Balances workload among agents to prevent burnout and idle time.
Automates assignment, reducing manual errors and delays.
Allows dynamic updates as agent availability changes.
✗ Cons
Requires real-time tracking of agent status, adding system complexity.
Needs careful tuning of assignment criteria to avoid unfair load distribution.
May require fallback logic if no suitable agent is available.
Use when the delivery system has multiple agents and order volume exceeds 100 orders per hour, requiring automated, efficient assignment to maintain service quality.
Avoid when the delivery area is very small with only a few agents or order volume is below 10 orders per hour, where manual assignment is simpler and sufficient.
Real World Examples
Uber Eats
Assigns delivery partners to food orders based on proximity and current workload to minimize delivery time and balance agent utilization.
Amazon
Automatically assigns packages to delivery drivers considering route optimization and driver capacity to ensure timely deliveries.
DoorDash
Uses dynamic assignment to match delivery agents with orders in real-time, adjusting for traffic and agent availability.
Code Example
The before code assigns orders randomly, which can overload some agents. The after code assigns orders to the agent with the least current workload, balancing assignments and improving efficiency.
LLD
### Before: naive random assignment
import random

class DeliveryAgent:
    def __init__(self, id):
        self.id = id

class Order:
    def __init__(self, id):
        self.id = id

class AssignmentService:
    def __init__(self, agents):
        self.agents = agents

    def assign(self, order):
        agent = random.choice(self.agents)
        print(f"Order {order.id} assigned to agent {agent.id} (random)")
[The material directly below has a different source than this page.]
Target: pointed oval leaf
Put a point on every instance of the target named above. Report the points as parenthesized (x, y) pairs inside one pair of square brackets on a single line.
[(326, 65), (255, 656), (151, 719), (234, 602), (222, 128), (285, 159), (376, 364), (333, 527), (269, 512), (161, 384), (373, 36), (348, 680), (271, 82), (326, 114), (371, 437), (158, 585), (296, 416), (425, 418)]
### After: assignment based on least workload

class DeliveryAgentWithLoad:
    def __init__(self, id):
        self.id = id
        self.current_load = 0

class AssignmentServiceWithLoad:
    def __init__(self, agents):
        self.agents = agents

    def assign(self, order):
        # Pick agent with least current load
        agent = min(self.agents, key=lambda a: a.current_load)
        agent.current_load += 1
        print(f"Order {order.id} assigned to agent {agent.id} (least load)")

# Example usage
agents = [DeliveryAgentWithLoad(i) for i in range(3)]
service = AssignmentServiceWithLoad(agents)
orders = [Order(i) for i in range(5)]
for order in orders:
    service.assign(order)
OutputSuccess
Alternatives
Round Robin Assignment
Assigns orders to agents in a fixed cyclic order without considering proximity or workload.
Use when: Use when agent workload is uniform and delivery area is small, making complex criteria unnecessary.
First-Come-First-Serve Assignment
Assigns orders to the first available agent regardless of location or load.
Use when: Use when order volume is low and agent availability is stable.
Auction-Based Assignment
Agents bid for orders based on their preferences and current status, and the system assigns based on bids.
Use when: Use when agents have varying preferences and incentives, and a market-driven approach is desired.
Summary
Delivery agent assignment automates matching orders to agents to prevent delays and overload.
It balances workload and considers factors like proximity to improve delivery speed.
This pattern is essential for systems with many agents and high order volumes.